Avenida Paulino Valladares, cruce con la calle La Fuente, Tegucigalpa en tiempo de coronavirus.
POR JORGE MARTÍNEZ MEJÍA
Tegucigalpa es una ciudad difícil, de elegancia perdida. Lo más contradictorio para sus vecinos y sus visitas son sus calles y callejones, metáforas de intestinos delgados con pestilentes recovecos. Sus mustios edificios resuenan a las campanadas de una vieja y desfasada iglesia clasista. Los viejos comerciantes la abandonaron y se construyeron nuevos y lujosos centros comerciales con escaleras eléctricas y fascinantes maniquíes de mujeres y hombres blancos vestidos con atuendos europeos.
La gente no menciona lo molesto de las campanadas, pero lo piensa, no menciona el fastidio de cientos de mugrosas palomas y lanzan a los niños para alborotarlas, especialmente en la plaza de la iglesia Los Dolores. No menciona el hedor a meados de ratas y ratones, ni la progresiva invasión de una prostitución étnica. Aún con el insospechado futuro de una ciudad dominada por el crimen, por militares narcotraficantes y por una insalvable decadencia cultural, nadie sospechó la llegada del silencio y el veloz vaciamiento de sus calles.
La llegada del coronavirus y el inmediato toque de queda que tanto le gusta anunciar al dictador de turno, sincronizaron el abandono de las calles. Solo unas cuantas esquinas del improvisado mercado de los últimos días, en especial la esquina de la calle La Fuente y la Avenida Paulino Valladares, respira con un latido moribundo.
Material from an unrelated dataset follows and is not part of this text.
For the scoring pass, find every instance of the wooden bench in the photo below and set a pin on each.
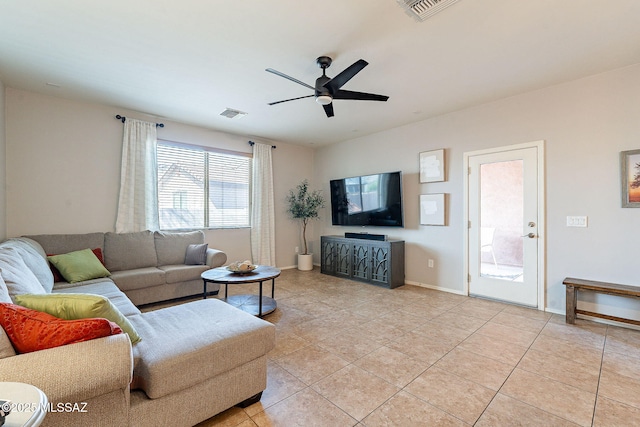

Pues este es el momento captado por el joven fotógrafo hondureño Roig Martz, en el que se observa un buen comienzo en su carrera como fotógrafo artístico, con un ojo especial para los espacios urbanos poblados de sonidos en los que el tiempo parece estacionarse. Una mirada que conecta con la vida débil de una vieja y moribunda ciudad.